Date: 2024-09-21 09:56 am (UTC)
history_monk: (Default)
From: [personal profile] history_monk
On 128-bit, 256-bit and so on machines, there doesn't seem to be any need for them yet.

A bit of history: the first widespread architecture with 32-bit addressing was the IBM System/360, announced in 1964. That could address 4GB of RAM; the first models that could have a thousandth of that, 4MB, shipped in 1967.

By the early 1990s, 32-bit addressing was starting to be a limitation. The first processors with 64-bit addressing shipped in 1991-92, and x86 got there in 2003-04. That kind of architecture can address 16EB (exabyte), of RAM. A thousandth of that would be 16PB (petabyte), or 16384TB. It's now 20-30 years since 64-bit addressing was introduced. Nobody builds systems with memories remotely that big: single-figure TB is reasonably common in servers. HP built a 160TB machines in 2017, but it was a one-off, part of a project that didn't work out.

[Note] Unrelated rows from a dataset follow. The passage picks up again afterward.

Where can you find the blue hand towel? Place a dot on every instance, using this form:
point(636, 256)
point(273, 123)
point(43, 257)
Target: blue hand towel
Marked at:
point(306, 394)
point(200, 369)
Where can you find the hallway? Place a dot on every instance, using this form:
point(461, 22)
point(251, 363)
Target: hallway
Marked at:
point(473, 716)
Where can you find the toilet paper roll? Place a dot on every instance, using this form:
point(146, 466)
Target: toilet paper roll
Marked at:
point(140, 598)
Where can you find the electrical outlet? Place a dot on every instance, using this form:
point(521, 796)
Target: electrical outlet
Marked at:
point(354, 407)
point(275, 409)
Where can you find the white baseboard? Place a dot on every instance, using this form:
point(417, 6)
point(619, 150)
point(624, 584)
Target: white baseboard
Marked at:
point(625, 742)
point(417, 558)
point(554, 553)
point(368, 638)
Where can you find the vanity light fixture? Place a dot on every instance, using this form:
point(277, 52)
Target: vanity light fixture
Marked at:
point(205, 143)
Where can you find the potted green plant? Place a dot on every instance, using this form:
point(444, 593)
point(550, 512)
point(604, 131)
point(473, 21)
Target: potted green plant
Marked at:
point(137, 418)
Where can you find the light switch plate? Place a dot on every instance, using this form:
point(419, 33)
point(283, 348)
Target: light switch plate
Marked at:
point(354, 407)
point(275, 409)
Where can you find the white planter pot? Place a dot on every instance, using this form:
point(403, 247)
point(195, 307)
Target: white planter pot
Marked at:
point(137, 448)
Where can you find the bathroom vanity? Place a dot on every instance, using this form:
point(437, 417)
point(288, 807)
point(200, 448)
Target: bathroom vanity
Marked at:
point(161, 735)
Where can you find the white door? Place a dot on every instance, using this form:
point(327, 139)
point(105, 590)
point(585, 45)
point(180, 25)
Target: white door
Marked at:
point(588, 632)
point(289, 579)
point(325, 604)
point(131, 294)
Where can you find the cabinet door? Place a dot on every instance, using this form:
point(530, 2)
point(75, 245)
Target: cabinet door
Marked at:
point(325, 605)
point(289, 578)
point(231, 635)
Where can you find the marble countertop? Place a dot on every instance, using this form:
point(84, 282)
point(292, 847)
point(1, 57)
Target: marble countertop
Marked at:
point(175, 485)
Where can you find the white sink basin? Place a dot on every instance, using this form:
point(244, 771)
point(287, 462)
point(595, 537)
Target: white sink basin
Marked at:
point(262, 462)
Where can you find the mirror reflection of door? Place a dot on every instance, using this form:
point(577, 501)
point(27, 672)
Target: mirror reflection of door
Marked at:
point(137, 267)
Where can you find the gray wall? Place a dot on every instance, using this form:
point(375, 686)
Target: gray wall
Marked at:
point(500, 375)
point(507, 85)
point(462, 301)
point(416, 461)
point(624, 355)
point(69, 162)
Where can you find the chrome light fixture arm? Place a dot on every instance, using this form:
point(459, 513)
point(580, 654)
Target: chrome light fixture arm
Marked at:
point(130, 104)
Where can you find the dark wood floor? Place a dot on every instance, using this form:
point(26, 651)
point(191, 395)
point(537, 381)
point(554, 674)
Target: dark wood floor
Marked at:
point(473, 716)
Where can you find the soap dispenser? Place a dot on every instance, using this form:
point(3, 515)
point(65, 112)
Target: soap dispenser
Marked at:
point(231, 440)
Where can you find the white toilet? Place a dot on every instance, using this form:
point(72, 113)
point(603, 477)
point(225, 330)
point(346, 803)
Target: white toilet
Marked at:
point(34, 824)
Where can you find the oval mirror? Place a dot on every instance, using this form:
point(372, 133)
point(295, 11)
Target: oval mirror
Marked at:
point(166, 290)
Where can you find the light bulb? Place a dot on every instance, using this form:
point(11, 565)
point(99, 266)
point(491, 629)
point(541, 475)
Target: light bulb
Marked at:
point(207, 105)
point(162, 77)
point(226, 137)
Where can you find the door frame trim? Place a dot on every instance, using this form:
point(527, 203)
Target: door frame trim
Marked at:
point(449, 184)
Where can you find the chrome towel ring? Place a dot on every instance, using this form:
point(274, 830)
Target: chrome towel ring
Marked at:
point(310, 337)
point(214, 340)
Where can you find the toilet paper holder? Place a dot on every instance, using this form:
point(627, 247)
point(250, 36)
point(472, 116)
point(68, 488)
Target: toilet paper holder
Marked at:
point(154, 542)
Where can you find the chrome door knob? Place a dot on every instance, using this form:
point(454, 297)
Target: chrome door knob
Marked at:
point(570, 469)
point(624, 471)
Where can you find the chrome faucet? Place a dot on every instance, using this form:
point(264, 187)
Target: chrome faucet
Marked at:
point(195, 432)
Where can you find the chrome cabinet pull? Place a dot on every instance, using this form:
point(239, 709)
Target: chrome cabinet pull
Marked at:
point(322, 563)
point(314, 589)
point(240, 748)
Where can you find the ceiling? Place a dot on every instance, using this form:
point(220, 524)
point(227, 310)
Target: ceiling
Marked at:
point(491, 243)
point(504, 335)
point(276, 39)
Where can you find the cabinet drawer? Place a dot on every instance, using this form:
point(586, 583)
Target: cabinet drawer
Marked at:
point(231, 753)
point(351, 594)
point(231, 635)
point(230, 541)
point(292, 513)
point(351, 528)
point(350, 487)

Nobody needs a petabyte machine enough for it to be worth the cost. If someone invented a way to organise a computer to be much faster, or more resistant to breakdowns or security vulnerabilities, by having huge RAM, people would build them. But those inventions haven't happened yet.

RISC-V, which is the newest architecture with claims to be general-purpose, has reserved space in its instruction set for 128-bit addressing. However, nobody has seriously tried to design the instructions, because we need to learn practical lessons from petabyte machines before we design 128-bit ones (those quantities don't have names yet, because nobody uses them).